One of the largest power transmitters in North America, located in Ontario, completed a multiyear corrosion study to verify the corrosion rate models for zinc and steel.
As a result of the initial study which included accelerated aging tests, a long term field corrosion monitoring program was initiated. One hundred and twenty five corrosion monitoring sites (CMS) were selected across the province. The coupons of 100 sites were installed at top and mid height of the towers. These coupons and their supporting racks are grounded to mimic the actual condition of the steel members of transmission towers. The coupons of the remaining 25 sites were installed on the towers at lower elevations (3-5m AGL). These coupons were completely insulated from the tower to study whether electrostatic induction has any effect on corrosion rate or not.
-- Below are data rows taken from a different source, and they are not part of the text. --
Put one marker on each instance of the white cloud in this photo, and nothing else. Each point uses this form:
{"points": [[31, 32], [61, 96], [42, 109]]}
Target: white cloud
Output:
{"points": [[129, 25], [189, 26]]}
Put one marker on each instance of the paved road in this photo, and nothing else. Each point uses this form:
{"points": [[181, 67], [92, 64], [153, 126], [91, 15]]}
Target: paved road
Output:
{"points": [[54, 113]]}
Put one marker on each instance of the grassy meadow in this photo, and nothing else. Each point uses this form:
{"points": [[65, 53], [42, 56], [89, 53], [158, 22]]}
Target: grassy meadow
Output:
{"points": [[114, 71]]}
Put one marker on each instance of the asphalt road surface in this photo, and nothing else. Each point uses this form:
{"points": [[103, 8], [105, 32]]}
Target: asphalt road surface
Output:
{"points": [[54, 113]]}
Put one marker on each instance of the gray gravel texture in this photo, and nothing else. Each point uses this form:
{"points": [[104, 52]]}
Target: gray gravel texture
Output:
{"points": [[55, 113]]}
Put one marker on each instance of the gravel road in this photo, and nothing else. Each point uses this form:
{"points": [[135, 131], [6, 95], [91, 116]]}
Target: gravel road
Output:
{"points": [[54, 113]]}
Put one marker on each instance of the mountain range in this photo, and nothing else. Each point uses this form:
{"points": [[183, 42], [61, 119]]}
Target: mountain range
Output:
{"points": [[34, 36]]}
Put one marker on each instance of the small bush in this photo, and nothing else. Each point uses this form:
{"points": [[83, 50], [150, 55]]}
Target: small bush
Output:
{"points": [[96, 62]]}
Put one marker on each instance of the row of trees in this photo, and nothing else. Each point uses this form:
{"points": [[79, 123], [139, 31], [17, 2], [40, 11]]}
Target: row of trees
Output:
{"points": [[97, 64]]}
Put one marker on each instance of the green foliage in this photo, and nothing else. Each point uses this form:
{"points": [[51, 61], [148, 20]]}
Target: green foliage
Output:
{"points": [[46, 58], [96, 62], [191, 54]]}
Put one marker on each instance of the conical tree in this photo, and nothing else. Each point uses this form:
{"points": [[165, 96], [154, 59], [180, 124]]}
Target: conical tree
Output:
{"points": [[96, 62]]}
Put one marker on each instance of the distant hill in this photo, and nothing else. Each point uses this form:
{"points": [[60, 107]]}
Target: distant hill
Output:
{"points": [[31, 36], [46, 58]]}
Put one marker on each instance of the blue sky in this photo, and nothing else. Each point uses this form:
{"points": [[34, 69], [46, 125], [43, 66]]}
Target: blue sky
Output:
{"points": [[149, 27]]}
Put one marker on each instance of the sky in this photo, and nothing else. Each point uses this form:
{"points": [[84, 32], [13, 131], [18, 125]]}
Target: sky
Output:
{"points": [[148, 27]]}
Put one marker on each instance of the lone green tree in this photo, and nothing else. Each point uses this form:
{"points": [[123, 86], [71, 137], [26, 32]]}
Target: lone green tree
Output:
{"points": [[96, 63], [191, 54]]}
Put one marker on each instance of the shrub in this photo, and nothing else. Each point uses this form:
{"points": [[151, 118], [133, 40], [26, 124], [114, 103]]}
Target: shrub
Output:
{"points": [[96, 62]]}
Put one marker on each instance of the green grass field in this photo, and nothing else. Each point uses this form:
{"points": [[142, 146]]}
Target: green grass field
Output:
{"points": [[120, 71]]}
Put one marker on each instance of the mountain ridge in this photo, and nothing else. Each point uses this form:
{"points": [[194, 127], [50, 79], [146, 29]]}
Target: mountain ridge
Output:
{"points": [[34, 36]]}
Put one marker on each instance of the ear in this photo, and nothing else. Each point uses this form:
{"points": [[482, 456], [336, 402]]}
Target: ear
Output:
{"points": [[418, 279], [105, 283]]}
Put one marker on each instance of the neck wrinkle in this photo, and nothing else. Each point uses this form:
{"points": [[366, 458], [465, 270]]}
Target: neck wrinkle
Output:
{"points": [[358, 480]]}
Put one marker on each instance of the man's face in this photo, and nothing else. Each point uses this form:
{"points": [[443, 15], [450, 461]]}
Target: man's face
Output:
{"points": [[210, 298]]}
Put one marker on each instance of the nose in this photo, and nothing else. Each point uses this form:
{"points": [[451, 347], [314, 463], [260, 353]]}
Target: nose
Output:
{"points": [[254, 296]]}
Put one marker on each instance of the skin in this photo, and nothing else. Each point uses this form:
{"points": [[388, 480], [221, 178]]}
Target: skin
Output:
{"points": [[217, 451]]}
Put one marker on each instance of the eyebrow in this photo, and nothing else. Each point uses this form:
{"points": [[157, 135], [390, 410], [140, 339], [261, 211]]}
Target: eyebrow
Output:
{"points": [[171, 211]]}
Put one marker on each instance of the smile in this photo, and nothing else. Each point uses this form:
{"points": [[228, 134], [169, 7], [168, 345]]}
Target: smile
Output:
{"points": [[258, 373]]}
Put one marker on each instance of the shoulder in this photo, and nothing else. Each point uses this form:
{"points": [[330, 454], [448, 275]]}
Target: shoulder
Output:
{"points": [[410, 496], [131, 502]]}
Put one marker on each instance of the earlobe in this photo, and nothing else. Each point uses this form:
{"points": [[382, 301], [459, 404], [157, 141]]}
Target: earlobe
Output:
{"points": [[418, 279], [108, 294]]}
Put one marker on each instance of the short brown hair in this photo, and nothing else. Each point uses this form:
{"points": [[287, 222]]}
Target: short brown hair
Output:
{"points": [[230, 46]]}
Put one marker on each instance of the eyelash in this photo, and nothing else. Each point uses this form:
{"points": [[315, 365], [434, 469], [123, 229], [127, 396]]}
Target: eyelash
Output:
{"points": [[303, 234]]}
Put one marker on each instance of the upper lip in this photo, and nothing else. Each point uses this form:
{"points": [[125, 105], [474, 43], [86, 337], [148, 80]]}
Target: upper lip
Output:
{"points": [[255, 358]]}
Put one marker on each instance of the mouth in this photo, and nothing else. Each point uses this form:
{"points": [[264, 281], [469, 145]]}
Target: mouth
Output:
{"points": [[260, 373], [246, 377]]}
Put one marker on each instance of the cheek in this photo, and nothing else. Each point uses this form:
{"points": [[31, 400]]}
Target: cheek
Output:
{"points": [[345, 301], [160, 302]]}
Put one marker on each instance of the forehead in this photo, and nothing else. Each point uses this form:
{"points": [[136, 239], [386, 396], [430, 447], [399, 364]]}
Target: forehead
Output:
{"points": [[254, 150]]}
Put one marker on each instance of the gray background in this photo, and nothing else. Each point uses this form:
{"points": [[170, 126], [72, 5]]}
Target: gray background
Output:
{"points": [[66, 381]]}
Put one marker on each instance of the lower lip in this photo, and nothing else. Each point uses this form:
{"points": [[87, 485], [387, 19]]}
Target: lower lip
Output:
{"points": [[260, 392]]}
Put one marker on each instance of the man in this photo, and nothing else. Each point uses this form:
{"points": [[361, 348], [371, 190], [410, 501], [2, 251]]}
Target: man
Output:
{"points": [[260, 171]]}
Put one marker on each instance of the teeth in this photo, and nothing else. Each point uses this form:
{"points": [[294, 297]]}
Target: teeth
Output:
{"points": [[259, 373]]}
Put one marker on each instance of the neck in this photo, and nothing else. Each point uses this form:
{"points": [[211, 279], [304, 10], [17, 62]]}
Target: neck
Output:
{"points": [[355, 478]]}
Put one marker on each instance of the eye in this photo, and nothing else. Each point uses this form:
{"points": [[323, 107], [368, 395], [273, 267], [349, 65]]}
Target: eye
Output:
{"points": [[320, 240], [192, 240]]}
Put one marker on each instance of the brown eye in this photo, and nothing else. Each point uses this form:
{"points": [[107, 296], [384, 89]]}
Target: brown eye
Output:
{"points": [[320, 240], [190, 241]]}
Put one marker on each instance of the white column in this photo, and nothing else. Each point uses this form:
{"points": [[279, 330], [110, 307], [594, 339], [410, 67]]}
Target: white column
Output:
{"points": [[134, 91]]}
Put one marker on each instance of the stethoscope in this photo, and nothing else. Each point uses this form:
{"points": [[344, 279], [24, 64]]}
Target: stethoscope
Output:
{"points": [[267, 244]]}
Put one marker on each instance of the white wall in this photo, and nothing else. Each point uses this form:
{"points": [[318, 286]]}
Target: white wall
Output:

To manage this large network of corrosion monitoring sites, the authors have developed an advanced corrosion database management system (ACDMS). This system was enhanced with intelligent software for image analysis using a learning scheme to recognize corrosion type and corrosion severity by analysing digital images of the corroded steel coupons or members. The data from the corrosion monitoring sites are expected to provide our transmission engineers with valuable information to improve the damage assessment, repair, refurbishment, and maintenance of existing steel transmission structures. In addition, this information is expected to help improve the accuracy of corrosion models and the image analysis software.
Key words: corrosion, steel coupons, corrosion monitoring sites, neural networks, image analysis.